Los bailarines se movían al ritmo de los tambores, exhibiendo con orgullo los enormes glifos dibujados delante y atrás de su tronco. También cantaban en patrones rítmicos irregulares. Se oían como canciones de guerra, aunque su naturaleza era bastante pacífica.
—Se está demorando —dijo Ainelen, luego de percatarse que, tras largo rato, Amatori no aparecía.
—Sí.
Tenía un mal presentimiento sobre eso, y se fue acrecentando más cuando la figura de paja ardió y luego los alcardianos comenzaron a venerar el hexágono de Uolaris construido en madera sobre un altar. En este punto, Amatori ya no llegaría.
«¿Lo ha hecho a propósito?», pensó Ainelen, su cara enrojeciéndose inevitablemente.
Junto a Holam se unieron a los rezos. La muchacha sacó su rosario, el cual de alguna manera seguía acompañándola después de todo el caos por el que había atravesado. Estaba agradecida de tenerlo, era como si le brindara autentica protección.
Regresaron para marcharse. En el camino vieron a Aleygar, Lincoyan y Nehuen echándose comida a la boca de la manera más glotona imaginable.
A punto de descender las escaleras, una voz mayor les hizo detenerse.
—Oigan, chicos, ¿gustarían de unirse?
Ainelen se volvió hacia el hombre calvo que los había llamado, entonces sus pupilas se clavaron en el lugar al que señalaba. Era el centro del escenario, espacio que ahora ocupaban los alcardianos, saltando en parejas a bailar animadamente.
—¿Nosotros? —tartamudeó.
—¡Sí!
Más allá de que le costara decir no a otras personas, esta vez fue incapaz de reaccionar. Estaba atontada. Esto era... esto era... ¡¿bailar con Holam?!

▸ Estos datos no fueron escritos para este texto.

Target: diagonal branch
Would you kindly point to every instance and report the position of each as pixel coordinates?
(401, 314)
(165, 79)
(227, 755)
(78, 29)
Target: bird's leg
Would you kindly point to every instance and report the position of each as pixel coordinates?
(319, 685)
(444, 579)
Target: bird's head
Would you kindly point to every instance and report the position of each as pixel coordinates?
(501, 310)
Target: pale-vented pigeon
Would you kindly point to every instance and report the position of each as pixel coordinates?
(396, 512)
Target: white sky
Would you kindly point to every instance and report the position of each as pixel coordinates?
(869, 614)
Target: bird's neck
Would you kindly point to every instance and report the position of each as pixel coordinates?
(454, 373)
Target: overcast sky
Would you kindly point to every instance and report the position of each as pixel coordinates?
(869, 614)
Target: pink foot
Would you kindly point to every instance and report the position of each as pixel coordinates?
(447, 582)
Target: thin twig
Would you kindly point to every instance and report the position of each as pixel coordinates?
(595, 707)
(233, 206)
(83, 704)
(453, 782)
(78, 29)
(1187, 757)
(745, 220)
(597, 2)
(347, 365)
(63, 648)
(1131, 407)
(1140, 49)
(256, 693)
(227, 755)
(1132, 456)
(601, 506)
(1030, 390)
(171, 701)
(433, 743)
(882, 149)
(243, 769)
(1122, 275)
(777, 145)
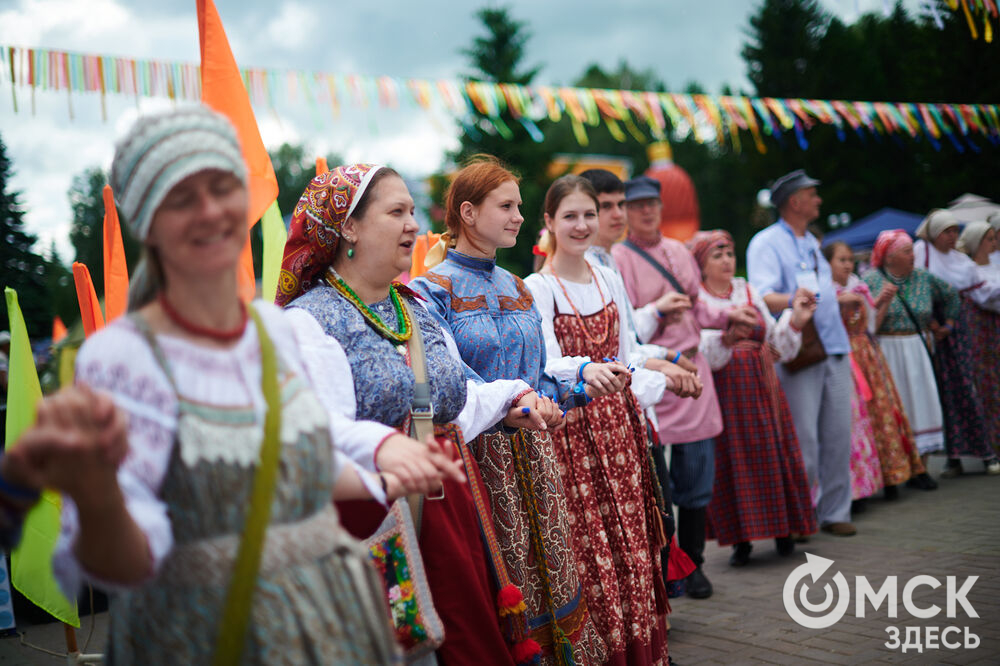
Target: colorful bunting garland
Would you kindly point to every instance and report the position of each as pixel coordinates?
(709, 118)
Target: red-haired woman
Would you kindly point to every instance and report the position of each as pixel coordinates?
(490, 314)
(602, 452)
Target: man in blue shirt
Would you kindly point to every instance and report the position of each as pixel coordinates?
(784, 259)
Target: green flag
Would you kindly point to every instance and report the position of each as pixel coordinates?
(272, 230)
(31, 561)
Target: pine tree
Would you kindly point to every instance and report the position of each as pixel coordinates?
(497, 57)
(20, 267)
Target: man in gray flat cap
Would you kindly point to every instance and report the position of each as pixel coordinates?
(656, 269)
(784, 259)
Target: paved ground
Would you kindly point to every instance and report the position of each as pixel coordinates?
(952, 531)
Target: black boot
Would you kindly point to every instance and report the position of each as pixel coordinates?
(741, 554)
(691, 539)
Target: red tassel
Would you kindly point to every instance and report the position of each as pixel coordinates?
(526, 652)
(509, 597)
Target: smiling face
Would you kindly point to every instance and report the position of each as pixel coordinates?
(495, 222)
(610, 217)
(200, 227)
(841, 264)
(574, 225)
(383, 238)
(946, 240)
(720, 265)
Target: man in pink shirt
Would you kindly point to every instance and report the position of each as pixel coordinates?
(652, 266)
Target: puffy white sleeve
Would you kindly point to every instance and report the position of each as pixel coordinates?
(647, 385)
(330, 374)
(563, 368)
(117, 361)
(780, 334)
(486, 404)
(716, 353)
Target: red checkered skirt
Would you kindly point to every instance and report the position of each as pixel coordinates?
(761, 489)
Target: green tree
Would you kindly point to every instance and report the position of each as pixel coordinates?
(20, 267)
(497, 57)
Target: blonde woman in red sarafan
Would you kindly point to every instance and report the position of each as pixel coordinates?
(761, 490)
(602, 452)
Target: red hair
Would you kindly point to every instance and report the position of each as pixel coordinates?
(481, 175)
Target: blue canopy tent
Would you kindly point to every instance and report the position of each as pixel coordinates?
(862, 234)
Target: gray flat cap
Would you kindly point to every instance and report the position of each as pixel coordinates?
(642, 187)
(789, 184)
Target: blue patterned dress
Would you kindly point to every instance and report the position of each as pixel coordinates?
(450, 542)
(491, 315)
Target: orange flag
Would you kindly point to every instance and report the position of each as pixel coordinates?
(58, 330)
(222, 89)
(115, 268)
(90, 307)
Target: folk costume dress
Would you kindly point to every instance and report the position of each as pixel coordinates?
(603, 458)
(906, 355)
(489, 313)
(866, 469)
(897, 452)
(967, 426)
(373, 383)
(196, 421)
(984, 328)
(761, 490)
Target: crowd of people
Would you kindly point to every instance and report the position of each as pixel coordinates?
(472, 467)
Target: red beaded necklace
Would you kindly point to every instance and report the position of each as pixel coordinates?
(204, 331)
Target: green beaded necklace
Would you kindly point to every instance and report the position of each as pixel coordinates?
(402, 316)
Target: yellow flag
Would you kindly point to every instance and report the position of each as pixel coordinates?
(31, 561)
(272, 230)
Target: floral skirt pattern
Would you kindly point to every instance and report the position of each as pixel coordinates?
(558, 585)
(866, 471)
(897, 450)
(984, 331)
(966, 429)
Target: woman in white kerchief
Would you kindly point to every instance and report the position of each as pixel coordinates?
(979, 242)
(967, 427)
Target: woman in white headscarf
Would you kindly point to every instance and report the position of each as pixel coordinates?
(967, 429)
(979, 241)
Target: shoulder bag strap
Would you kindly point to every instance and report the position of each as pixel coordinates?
(657, 265)
(239, 598)
(913, 317)
(422, 409)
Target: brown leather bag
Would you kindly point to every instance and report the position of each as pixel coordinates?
(811, 352)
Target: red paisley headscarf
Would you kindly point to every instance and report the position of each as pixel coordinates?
(312, 242)
(703, 242)
(888, 242)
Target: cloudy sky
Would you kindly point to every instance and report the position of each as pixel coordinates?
(681, 41)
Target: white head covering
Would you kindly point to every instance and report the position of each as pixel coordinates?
(972, 237)
(936, 221)
(157, 153)
(161, 150)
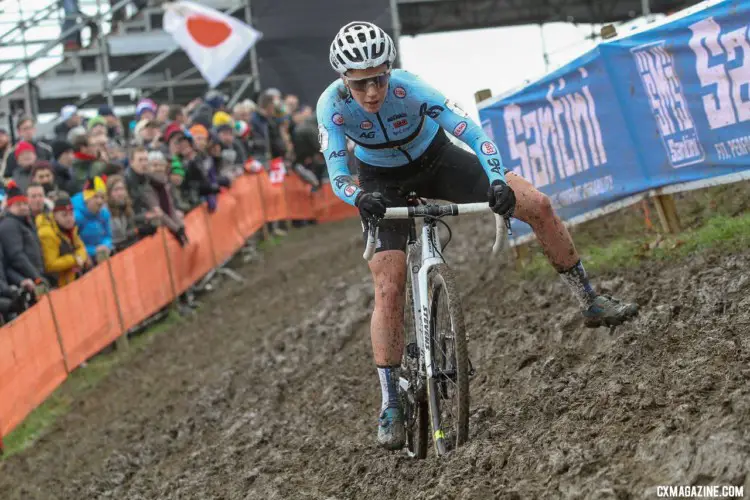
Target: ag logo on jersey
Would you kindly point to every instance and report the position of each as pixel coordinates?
(488, 148)
(323, 138)
(460, 129)
(432, 111)
(454, 107)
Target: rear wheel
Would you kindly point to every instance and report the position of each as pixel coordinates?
(448, 390)
(414, 399)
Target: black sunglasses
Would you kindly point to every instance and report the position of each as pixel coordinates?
(361, 84)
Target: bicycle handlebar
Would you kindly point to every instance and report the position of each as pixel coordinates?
(436, 211)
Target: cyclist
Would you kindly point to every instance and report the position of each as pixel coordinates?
(398, 124)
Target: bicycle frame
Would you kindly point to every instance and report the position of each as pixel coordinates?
(429, 257)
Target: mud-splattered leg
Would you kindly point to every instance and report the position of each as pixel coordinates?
(386, 329)
(534, 208)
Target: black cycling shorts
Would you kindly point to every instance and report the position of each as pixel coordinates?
(443, 172)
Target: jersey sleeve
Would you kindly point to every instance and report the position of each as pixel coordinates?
(333, 146)
(458, 123)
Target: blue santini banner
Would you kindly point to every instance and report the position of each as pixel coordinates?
(665, 105)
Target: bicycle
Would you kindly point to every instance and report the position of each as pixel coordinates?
(435, 361)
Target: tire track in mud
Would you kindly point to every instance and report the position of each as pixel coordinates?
(272, 392)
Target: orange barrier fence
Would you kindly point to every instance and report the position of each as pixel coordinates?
(70, 325)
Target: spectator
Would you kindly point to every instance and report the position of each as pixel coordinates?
(25, 156)
(85, 162)
(145, 110)
(126, 227)
(162, 114)
(177, 114)
(204, 112)
(163, 199)
(62, 248)
(71, 11)
(147, 134)
(69, 119)
(93, 218)
(44, 175)
(12, 301)
(197, 164)
(62, 165)
(176, 180)
(6, 149)
(307, 148)
(244, 110)
(97, 126)
(136, 179)
(114, 127)
(26, 132)
(233, 152)
(37, 201)
(24, 265)
(200, 137)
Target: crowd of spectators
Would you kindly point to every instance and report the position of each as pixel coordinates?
(98, 185)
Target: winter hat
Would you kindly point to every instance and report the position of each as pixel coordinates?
(22, 147)
(177, 169)
(60, 147)
(41, 165)
(97, 120)
(93, 186)
(224, 127)
(198, 131)
(14, 194)
(75, 132)
(145, 105)
(221, 118)
(172, 129)
(156, 155)
(215, 99)
(68, 112)
(63, 204)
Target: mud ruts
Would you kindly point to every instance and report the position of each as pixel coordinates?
(272, 392)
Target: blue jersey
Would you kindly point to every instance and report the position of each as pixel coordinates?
(399, 133)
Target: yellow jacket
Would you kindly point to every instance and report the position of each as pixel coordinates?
(58, 250)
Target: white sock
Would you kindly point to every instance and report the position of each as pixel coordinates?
(389, 386)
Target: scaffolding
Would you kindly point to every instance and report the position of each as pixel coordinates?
(115, 55)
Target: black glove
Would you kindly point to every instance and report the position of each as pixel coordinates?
(371, 205)
(502, 199)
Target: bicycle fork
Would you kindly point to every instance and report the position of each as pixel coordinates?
(431, 256)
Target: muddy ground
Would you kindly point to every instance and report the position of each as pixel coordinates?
(271, 392)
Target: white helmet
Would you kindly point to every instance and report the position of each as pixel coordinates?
(361, 45)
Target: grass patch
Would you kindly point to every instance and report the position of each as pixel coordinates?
(720, 232)
(75, 387)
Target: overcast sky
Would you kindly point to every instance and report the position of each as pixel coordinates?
(457, 63)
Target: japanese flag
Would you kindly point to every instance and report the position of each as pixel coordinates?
(214, 41)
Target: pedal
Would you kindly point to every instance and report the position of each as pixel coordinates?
(412, 350)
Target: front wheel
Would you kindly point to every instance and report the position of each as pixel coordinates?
(448, 389)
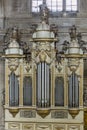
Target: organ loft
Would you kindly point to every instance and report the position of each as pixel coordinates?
(44, 79)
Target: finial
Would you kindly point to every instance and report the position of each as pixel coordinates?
(44, 12)
(14, 33)
(73, 32)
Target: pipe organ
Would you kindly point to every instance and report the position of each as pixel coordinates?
(44, 90)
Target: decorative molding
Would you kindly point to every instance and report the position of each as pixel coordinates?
(59, 114)
(28, 113)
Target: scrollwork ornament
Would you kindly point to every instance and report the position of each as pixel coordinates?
(13, 63)
(73, 64)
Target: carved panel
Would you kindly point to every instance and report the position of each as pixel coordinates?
(15, 126)
(43, 127)
(59, 114)
(28, 114)
(20, 6)
(59, 127)
(74, 127)
(28, 127)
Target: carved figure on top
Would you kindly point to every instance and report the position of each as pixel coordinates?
(14, 33)
(44, 12)
(73, 33)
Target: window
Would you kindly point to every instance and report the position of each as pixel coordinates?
(43, 85)
(55, 5)
(27, 91)
(13, 90)
(59, 91)
(73, 91)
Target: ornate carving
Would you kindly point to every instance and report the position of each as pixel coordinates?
(42, 56)
(73, 64)
(13, 111)
(59, 114)
(13, 63)
(43, 112)
(28, 113)
(73, 112)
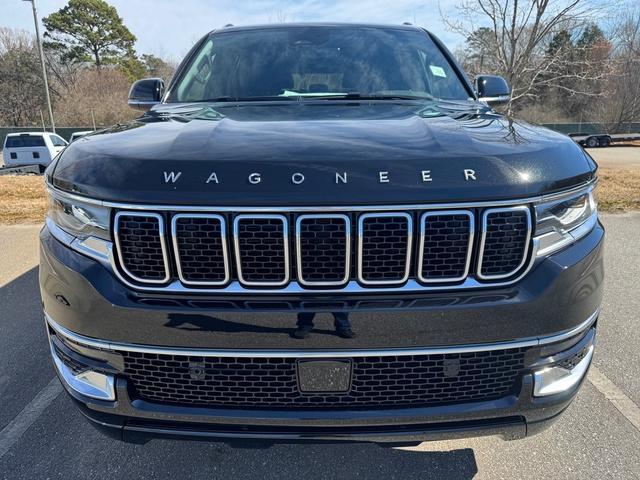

Deslizó un vistazo para ver qué reacción tenía su compañero, quien estaba igual de tieso.
Como el hombre viejo parecía no tener mucho tiempo, los tomó a ambos de una mano y los llevó al escenario junto a las demás parejas.
—No sé bailar, señor —soltó Holam.
—Qué importa. Ustedes son jóvenes, pueden aprender rápido. Mírame a mí, un viejo que rogaría por moverse sin un miserable dolor de huesos.
Los chicos fueron dejados a solas, entonces, se quedaron con ojos como platos mirándose el uno al otro. Naturalmente, si ibas a bailar, el espacio entre tú y tu pareja era bastante reducido. Esto era de lo más cerca que Ainelen y Holam podrían estar.
Aprovechando de liberar un poco el nerviosismo, Ainelen estudió a las demás parejas, intentando captar cómo iba el asunto. Levantó un poco su bufanda, tapando su cara avergonzada.
Supremo Uolaris, era un vals. Hombres y mujeres se tomaban de las manos y extendían los brazos, moviéndose para lado y lado, como meciendo una hamaca.
«Maldita sea. Rayos. El corazón se me saldrá por la boca en cualquier momento. Tengo que hacer algo». Quedarse en medio de la pista de baile como la única pareja inmóvil era humillante.
Ainelen deslizó una mano tímida hacia la de Holam, entonces entrelazó sus dedos con los suyos. Él se dejó, luego lo mismo con la otra mano. Comenzaron a moverse siguiendo a los demás bailarines.
Un paso a la derecha, otro a la izquierda. Oh, ella le pisó el pie. Esperaba no haberlo molestado. Siguieron bailando como si nada, iluminados por las llamas de las antorchas.
A medida que la coreografía avanzaba, parecían ir acostumbrándose. Eso fue hasta que la mujer debía darse una vuelta en un pie, mientras el hombre la sujetaba con una mano alta. Ainelen giró torpemente y tropezó. Su cuerpo se detuvo a escasos centímetros del suelo, gracia del rápido y fuerte brazo de Holam, el cual pasaba por su espalda y cuya mano la agarraba de la cintura.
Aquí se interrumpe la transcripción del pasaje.